Microsoft SQL server 2016
Should i make a index?
Yes, all table should have a index – at least a clustered index.
But a data-ware house table, should maybe not have a index when you load a lot of data.
Index can be created after you have loaded a lot of data. This to speed up the process.
Correct made index make the SELECT faster. Any index in the target table, makes the INSERT slower.
You should have not too few, or too many index on a table to get the best performance.
To create a index:
CREATE TABLE dbo.TestTable (TestCol1 int NOT NULL, TestCol2 nchar(10) NULL, TestCol3 nvarchar(50) NULL); CREATE CLUSTERED INDEX IX_TestTable_TestCol1 ON dbo.TestTable (TestCol1);
You can also create index by right-click on table name – indexes – New Index.
Check if index exist, before you drop it;
IF EXISTS (SELECT name FROM sys.indexes WHERE name = N'IX_ProductVendor_VendorID') DROP INDEX IX_ProductVendor_VendorID ON Purchasing.ProductVendor; CREATE NONCLUSTERED INDEX IX_ProductVendor_VendorID ON Purchasing.ProductVendor (BusinessEntityID);
Use ONLINE=ON to make the table readable when you create the index:
CREATE NONCLUSTERED INDEX [IX_NonClusteredIndexDemo_StudentName] ON [dbo].[NonClusteredIndexDemo] ([StudentName],[STDAddress]) WITH ( ONLINE=ON, FILLFACTOR=90)
To get more information of a query process use:
SET STATISTICS TIME ON SET STATISTICS IO ON SELECT * FROM [dbo].[DimAccount] WHERE [AccountType] ='Assets'
- Columns with text, image, ntext, varchar(max), nvarchar(max) and varbinary(max) cannot be used in the index key columns.
- It is recommended to use an integer data type in the index key column. It has a low space requirement and works efficiently. Because of this, you’ll want to create the primary key column, usually on an integer data type.
- You should consider creating a primary key for the column with unique values.

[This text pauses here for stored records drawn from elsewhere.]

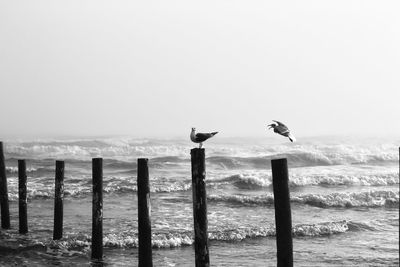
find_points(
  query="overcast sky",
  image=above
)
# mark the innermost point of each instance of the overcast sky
(158, 68)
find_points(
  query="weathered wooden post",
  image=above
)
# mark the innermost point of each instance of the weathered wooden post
(5, 210)
(283, 216)
(22, 197)
(58, 200)
(97, 209)
(200, 207)
(144, 213)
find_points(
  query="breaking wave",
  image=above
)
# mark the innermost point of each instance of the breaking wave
(372, 199)
(81, 243)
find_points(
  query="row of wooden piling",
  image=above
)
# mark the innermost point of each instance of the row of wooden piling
(198, 169)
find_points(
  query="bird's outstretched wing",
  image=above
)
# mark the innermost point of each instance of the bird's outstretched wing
(203, 136)
(280, 123)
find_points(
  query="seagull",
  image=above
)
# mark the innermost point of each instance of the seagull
(282, 129)
(200, 137)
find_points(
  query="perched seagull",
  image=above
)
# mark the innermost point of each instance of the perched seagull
(282, 129)
(200, 137)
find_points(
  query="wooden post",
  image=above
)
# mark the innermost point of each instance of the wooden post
(5, 210)
(200, 207)
(283, 217)
(58, 200)
(22, 200)
(144, 213)
(97, 209)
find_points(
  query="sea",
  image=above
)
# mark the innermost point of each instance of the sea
(344, 194)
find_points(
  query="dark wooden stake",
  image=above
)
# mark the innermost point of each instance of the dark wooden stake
(5, 210)
(200, 207)
(22, 200)
(144, 213)
(97, 209)
(58, 200)
(283, 217)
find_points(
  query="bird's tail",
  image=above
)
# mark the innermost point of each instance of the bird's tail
(291, 138)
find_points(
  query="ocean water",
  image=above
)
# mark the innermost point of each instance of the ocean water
(344, 199)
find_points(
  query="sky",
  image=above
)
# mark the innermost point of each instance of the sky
(158, 68)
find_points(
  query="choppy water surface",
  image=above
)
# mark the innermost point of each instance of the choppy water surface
(344, 196)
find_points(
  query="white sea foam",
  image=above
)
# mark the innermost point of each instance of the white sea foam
(372, 198)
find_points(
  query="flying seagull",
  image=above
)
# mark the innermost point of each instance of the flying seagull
(282, 129)
(200, 137)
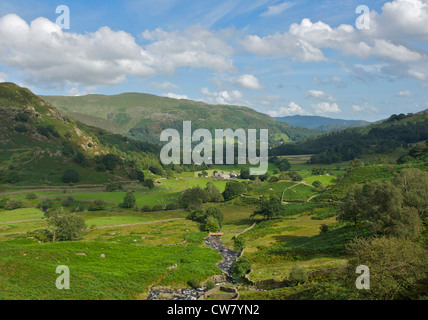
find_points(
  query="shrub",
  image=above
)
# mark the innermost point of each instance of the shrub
(149, 183)
(70, 176)
(211, 224)
(241, 267)
(194, 283)
(323, 229)
(210, 285)
(157, 207)
(298, 275)
(97, 205)
(68, 202)
(129, 201)
(146, 209)
(31, 196)
(172, 206)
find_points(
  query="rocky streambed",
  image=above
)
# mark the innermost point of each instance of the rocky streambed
(229, 257)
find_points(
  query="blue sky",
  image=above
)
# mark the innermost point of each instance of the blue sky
(278, 57)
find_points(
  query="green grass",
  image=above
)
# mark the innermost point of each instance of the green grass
(21, 214)
(126, 272)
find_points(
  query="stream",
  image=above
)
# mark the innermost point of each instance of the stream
(229, 257)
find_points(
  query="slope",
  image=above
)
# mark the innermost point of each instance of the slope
(144, 116)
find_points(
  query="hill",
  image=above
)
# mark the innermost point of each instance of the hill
(38, 144)
(144, 116)
(321, 123)
(398, 131)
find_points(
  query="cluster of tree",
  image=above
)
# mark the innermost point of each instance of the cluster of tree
(351, 143)
(395, 208)
(64, 226)
(269, 208)
(70, 176)
(233, 189)
(10, 204)
(211, 219)
(194, 197)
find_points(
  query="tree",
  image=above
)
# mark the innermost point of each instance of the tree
(317, 184)
(70, 176)
(352, 209)
(396, 266)
(216, 213)
(213, 193)
(211, 224)
(386, 212)
(149, 183)
(269, 208)
(64, 226)
(245, 173)
(414, 187)
(129, 201)
(45, 205)
(298, 275)
(136, 174)
(233, 189)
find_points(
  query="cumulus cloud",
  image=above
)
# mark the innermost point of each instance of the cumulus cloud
(176, 96)
(365, 108)
(43, 52)
(165, 86)
(194, 47)
(233, 97)
(277, 9)
(404, 94)
(319, 95)
(326, 107)
(3, 77)
(248, 81)
(290, 110)
(389, 39)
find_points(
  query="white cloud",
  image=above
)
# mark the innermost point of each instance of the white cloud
(325, 107)
(248, 81)
(3, 77)
(319, 95)
(277, 9)
(390, 39)
(194, 47)
(280, 44)
(404, 94)
(165, 86)
(365, 108)
(290, 110)
(176, 96)
(44, 53)
(233, 97)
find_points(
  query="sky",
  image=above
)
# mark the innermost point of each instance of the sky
(325, 58)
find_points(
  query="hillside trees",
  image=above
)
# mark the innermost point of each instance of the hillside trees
(64, 226)
(269, 208)
(390, 208)
(398, 268)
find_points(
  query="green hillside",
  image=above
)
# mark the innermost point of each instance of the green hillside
(395, 133)
(145, 116)
(38, 144)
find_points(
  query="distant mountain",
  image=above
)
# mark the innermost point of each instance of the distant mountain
(38, 144)
(322, 123)
(144, 116)
(398, 131)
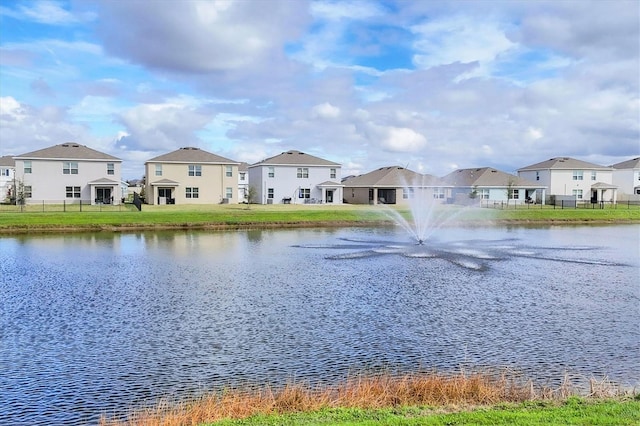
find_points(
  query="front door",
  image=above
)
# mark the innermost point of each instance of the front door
(164, 195)
(329, 196)
(103, 195)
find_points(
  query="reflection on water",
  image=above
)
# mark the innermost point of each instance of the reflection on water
(98, 323)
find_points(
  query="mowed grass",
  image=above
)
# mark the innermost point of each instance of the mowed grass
(415, 399)
(35, 218)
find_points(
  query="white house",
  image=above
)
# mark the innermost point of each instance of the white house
(191, 175)
(243, 182)
(69, 172)
(296, 177)
(7, 176)
(568, 178)
(626, 176)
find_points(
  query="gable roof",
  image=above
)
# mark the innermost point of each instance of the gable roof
(392, 177)
(295, 158)
(67, 151)
(563, 163)
(486, 177)
(191, 155)
(7, 161)
(634, 163)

If a table does not have any unique value columns, you might define an identity column for an integer data type. A primary key also creates a clustered index for the row distribution.
- You can consider a column with the Unique and Not NULL values as a useful index key candidate.
- You should build an index based on the predicates in the Where clause. For example, you can consider columns used in the Where clause, SQL joins, like, order by, group by predicates, and so on.
- You should join tables in a way that reduces the number of rows for the rest of the query. This will help query optimizer prepare the execution plan with minimum system resources.
- If you use multiple columns for an index key, it is also essential to consider their position in the index key.
- You should also consider using included columns in your indexes.
The clustered index defines the order in which the table data will be sorted and stored. As mentioned before, a table without indexes will be stored in an unordered structure. When you define a clustered index on a column, it will sort data based on that column values and store it. Thus, it helps in faster retrieval of the data.
There can be only one clustered index on a table because the data rows can be stored in only one order.
When you create a Primary Key constraint on a table, a unique clustered index is automatically created on the table.
The non-clustered index does not sort the data rows physically. It creates a separate key-value structure from the table data where the key contains the column values (on which a non-clustered index is declared) and each value contains a pointer to the data row that contains the actual value. It is similar to a textbook having an index at the back of the book with page numbers pointing to the actual information.